16- “Uma história policial não deve conter grandes passagens
descritivas”
Não deve demorar-se
em questões secundárias, em análises subtilmente elaboradas da personalidade,
nem deve ter preocupações de “atmosfera”. Tais questões não desempenham nenhum
papel vital no relato do crime e das deduções. Suspendem a ação e apresentam
questões irrelevantes para o alvo fundamental que é apresentar um problema,
analisá-lo e conduzi-lo a uma conclusão bem sucedida. É claro que tem de haver
descrição suficiente e um delinear das personagens a fim de dar verossimilhança
ao romance; mas quando um autor de uma história policial atinge aquele ponto
literário em que cria uma sensação dominante de realidade e atrai o interesse e
a simpatia do leitor pelas personagens e pelo problema, então foi demasiado
longe na técnica puramente “literária” relativamente ao que é legítimo e
compatível face às necessidades de um documento de um problema criminoso. Uma
história policial é um assunto sinistro e o leitor entra nela não pelo valor
literário e estilo ou pelas lindas descrições e projeção das personalidades,
mas pelo estímulo mental e pela atividade intelectual – tal como se vai
assistir a um jogo de futebol ou como quando se resolve um problema de palavras
cruzadas. A descrição da beleza do campo dificilmente aumenta o interesse pela
luta entre duas equipes adversárias; e dissertações sobre etimologia e
ortografia intercaladas nas definições de um problema de palavras cruzadas
tendem apenas a irritar a pessoa interessada na correta resolução do problema.
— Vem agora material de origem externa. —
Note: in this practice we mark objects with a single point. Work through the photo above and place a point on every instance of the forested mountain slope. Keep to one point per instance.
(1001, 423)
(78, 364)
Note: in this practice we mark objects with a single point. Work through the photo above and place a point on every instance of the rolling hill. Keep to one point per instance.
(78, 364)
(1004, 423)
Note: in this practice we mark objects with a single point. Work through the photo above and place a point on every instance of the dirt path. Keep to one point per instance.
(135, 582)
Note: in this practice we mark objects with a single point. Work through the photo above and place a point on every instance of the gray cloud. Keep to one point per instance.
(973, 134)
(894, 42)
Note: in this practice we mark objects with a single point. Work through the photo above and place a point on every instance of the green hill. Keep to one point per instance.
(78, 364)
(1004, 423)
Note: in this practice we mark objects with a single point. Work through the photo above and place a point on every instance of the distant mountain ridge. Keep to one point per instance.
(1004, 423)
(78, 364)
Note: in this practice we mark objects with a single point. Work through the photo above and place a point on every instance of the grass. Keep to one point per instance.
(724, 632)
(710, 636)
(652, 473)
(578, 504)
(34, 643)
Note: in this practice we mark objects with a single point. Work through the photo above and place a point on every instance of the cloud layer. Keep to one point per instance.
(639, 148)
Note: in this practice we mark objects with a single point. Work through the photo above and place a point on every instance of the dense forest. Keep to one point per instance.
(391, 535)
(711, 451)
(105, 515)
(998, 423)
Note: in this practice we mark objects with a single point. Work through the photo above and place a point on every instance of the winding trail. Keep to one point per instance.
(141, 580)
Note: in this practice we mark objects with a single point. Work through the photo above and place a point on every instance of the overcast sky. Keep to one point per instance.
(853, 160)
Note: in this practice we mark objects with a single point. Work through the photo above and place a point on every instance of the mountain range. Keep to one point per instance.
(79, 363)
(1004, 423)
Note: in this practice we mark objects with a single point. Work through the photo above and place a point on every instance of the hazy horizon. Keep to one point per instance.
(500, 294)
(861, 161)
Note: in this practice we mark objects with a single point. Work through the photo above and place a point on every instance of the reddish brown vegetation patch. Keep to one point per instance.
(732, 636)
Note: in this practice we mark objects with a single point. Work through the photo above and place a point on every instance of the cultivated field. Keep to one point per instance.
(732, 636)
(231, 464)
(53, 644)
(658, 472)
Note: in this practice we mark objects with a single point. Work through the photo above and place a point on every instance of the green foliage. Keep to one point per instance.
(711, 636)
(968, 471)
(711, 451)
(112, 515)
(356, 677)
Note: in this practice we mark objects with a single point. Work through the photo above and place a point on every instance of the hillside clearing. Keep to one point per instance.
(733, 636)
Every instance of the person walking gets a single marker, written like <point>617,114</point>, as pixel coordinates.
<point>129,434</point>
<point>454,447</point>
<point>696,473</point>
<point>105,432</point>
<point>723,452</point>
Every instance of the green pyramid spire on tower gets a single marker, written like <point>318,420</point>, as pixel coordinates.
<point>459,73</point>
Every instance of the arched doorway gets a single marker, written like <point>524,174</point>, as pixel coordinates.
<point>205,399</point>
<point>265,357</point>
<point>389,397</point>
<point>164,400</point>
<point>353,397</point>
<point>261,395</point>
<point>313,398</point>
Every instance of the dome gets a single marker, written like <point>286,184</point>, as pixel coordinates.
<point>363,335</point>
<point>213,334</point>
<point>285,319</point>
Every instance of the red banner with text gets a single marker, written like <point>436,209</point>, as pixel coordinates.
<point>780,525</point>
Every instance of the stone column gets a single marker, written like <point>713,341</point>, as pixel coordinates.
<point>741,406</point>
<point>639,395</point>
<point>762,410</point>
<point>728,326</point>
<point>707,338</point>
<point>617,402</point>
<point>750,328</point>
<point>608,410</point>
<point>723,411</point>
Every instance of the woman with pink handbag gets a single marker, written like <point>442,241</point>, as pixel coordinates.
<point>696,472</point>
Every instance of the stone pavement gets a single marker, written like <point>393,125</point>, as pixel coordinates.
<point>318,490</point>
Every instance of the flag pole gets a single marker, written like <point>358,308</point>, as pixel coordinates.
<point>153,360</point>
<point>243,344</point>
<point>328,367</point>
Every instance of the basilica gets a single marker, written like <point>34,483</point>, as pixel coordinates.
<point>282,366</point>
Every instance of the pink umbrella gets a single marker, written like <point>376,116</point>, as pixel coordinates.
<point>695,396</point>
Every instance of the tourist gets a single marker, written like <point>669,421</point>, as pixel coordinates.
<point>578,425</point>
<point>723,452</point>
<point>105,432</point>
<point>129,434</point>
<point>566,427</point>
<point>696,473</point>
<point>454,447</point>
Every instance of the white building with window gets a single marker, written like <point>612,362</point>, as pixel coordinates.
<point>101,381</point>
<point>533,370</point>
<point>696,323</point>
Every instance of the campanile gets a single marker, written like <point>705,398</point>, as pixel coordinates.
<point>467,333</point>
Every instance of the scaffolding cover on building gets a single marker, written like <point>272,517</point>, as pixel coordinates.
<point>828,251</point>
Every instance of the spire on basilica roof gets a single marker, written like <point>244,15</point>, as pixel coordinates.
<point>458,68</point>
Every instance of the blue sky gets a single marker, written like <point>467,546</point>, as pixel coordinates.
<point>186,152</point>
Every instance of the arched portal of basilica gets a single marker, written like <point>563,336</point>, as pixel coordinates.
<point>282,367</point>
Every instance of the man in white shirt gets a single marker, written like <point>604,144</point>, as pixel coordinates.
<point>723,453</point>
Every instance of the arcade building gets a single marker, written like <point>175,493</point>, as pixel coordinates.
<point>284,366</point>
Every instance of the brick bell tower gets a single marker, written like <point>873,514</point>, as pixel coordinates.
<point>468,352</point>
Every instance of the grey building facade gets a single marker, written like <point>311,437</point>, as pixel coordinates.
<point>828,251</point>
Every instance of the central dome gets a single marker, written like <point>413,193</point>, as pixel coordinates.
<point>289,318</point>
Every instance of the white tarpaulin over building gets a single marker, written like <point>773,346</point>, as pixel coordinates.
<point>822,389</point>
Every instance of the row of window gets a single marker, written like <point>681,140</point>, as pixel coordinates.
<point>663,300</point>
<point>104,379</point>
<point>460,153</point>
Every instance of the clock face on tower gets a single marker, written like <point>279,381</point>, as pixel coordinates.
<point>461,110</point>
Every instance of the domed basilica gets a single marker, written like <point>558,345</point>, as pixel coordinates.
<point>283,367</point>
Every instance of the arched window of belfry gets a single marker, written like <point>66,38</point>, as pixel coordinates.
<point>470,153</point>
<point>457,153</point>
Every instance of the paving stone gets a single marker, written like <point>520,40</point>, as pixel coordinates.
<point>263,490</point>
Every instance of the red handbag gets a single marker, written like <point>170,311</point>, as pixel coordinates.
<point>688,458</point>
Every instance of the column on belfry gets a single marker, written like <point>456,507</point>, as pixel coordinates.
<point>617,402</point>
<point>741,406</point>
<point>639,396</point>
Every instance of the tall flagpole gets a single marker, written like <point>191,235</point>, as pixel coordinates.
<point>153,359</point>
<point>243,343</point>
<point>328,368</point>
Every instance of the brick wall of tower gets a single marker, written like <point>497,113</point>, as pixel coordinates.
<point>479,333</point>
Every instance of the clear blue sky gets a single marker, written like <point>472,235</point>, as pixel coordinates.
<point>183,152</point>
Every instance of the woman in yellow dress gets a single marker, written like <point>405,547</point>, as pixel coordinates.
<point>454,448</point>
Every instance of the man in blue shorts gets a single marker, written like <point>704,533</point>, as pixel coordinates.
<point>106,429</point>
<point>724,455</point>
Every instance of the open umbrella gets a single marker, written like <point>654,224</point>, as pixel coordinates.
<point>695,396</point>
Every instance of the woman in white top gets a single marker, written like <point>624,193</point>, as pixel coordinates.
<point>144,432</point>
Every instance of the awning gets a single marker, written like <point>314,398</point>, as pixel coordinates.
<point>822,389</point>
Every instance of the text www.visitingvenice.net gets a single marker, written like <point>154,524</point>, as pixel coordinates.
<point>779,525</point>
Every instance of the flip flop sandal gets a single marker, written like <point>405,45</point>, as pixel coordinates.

17- “Um criminoso profissional nunca deve sofrer o ônus da
culpa de um crime numa história policial.”
Os crimes cometidos
por arrombadores e bandidos são do foro do Departamento da Polícia – não de autores
e de brilhantes detetives amadores. Tais crimes pertencem ao trabalho rotineiro
das Brigadas de Homicídios. Um crime realmente fascinante é aquele cometido por
um pilar de uma igreja ou por uma solteirona conhecida pelas suas obras de
caridade.
18- “Um crime numa história policial nunca deve
transformar-se num acidente ou num
suicídio.”
Terminar uma
odisséia de pesquisa intensa com um tal anticlímax é pregar uma partida
imperdoável ao leitor. Se quem compra um livro exigisse a devolução do dinheiro
com a alegação de que o crime foi uma farsa, qualquer tribunal com um mínimo de
sentido de justiça decidiria em seu favor e repreenderia severamente o autor
que assim teria enganado um leitor cheio de boas intenções.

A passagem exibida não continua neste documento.